Hartz IV: Sanktionswut der Ämter?

100.000 Sanktionen monatlich gegen Hartz IV Empfänger. Die Zahl trügt die Realität

Nach einem Zeitungsbericht der "Bild-Zeitung" verhängen die Jobcenter in der Bundesrepublik monatlich rund 100 000 gegen Erwerbslose (ALG II). Dieses Ergebnis sei eine Studie der Bundesagentur für Arbeit für 367 Gemeinden. Laut Analyse sind rund 2 Prozent von Kürzungen mehrfach betroffen. Gründe für Sanktionen seien u.a. versäumte Termine und abgelehnte Jobangebote bzw. Ein- Euro Job Maßnahmen.

Eine Meldung der "Bild- Zeitung", die sich auch anders lesen könnte. Wenn man täglich die medialen Topartikel vernimmt, entsteht der Eindruck, dass mindestens die Hälfte aller Hartz-4- Empfänger "Arbeitsunwillig" seien und deshalb Leistungskürzungen verhängt werden. Auch die Politik geht immer wieder argumentativ darauf ein und fordert weitere Sanktionen. Doch zwei Prozent sind keine 50 Prozent und die Zahl 100.000 liest sich auch anders, wenn man weiß, dass unter diesen Sanktionierungen mehrfach sich die gleichen ALG II Leistungsempfänger/innen befinden.

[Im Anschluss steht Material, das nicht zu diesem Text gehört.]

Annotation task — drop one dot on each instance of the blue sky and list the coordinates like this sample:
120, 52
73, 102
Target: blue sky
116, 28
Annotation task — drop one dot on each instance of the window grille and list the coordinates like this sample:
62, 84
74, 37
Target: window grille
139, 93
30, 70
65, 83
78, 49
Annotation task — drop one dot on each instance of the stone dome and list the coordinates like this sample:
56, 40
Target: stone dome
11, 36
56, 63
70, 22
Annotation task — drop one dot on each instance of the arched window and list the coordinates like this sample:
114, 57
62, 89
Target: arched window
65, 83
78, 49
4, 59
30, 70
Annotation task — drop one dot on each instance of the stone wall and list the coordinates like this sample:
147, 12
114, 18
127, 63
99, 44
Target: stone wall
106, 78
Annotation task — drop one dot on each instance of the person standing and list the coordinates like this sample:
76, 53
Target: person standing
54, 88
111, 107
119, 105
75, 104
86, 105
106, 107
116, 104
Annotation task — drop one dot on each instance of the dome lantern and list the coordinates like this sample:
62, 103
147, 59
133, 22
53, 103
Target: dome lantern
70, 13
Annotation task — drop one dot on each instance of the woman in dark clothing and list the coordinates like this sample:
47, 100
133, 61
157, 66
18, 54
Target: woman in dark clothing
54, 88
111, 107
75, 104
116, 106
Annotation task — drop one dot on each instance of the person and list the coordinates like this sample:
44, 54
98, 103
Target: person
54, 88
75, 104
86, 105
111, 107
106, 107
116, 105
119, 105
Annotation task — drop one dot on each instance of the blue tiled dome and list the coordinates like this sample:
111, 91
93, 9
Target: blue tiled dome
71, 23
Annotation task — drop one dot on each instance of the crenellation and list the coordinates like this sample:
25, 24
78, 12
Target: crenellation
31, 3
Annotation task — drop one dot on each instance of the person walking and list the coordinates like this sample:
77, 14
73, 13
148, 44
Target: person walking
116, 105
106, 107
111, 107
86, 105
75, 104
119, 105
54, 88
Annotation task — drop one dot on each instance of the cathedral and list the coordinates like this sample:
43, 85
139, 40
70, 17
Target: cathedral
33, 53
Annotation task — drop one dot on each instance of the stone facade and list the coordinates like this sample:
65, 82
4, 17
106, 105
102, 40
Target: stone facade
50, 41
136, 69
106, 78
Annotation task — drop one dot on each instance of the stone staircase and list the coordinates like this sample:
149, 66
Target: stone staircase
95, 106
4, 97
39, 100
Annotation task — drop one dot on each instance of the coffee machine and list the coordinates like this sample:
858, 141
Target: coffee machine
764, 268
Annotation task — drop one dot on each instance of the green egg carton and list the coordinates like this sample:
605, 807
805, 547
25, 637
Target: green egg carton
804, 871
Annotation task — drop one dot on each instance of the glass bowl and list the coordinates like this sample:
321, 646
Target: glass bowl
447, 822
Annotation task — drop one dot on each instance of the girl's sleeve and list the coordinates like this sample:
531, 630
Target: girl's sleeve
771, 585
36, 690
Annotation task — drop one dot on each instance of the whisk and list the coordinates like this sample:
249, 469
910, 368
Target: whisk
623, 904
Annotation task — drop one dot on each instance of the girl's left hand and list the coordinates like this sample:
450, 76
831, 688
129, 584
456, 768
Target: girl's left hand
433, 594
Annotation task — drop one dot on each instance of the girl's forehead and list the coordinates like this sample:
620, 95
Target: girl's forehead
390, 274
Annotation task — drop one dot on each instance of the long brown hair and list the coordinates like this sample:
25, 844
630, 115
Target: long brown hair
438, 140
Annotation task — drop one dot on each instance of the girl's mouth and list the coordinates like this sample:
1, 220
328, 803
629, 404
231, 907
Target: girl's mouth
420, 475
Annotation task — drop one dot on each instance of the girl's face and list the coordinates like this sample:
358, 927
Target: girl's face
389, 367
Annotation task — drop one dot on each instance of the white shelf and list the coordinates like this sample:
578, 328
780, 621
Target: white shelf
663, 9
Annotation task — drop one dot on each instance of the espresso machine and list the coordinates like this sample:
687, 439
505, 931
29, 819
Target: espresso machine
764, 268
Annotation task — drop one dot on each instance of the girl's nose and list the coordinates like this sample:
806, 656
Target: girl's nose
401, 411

Wann können Sanktionen verhängt werden?

– Ein Euro Jobs
Bei 1-Euro-Jobs müssen u.a. »erforderlich« sein, das heißt sie müssen für die Eingliederung in den Arbeitsmarkt auch etwas taugen. Die wenigsten »1-€-Jobs« erfüllen die gesetzlichen Vorgaben.

– Meldetermine
Teilweise werden Hartz 4 Empfänger sehr kurzfristig zu Terminen aufgefordert. Man sollte also immer erreichbar sein und die Post täglich kontrollieren – besonders rund um Feiertage. Bei Info-Veranstaltungen wird oftmals die Anwesenheit unmittelbar zu Beginn festgestellt .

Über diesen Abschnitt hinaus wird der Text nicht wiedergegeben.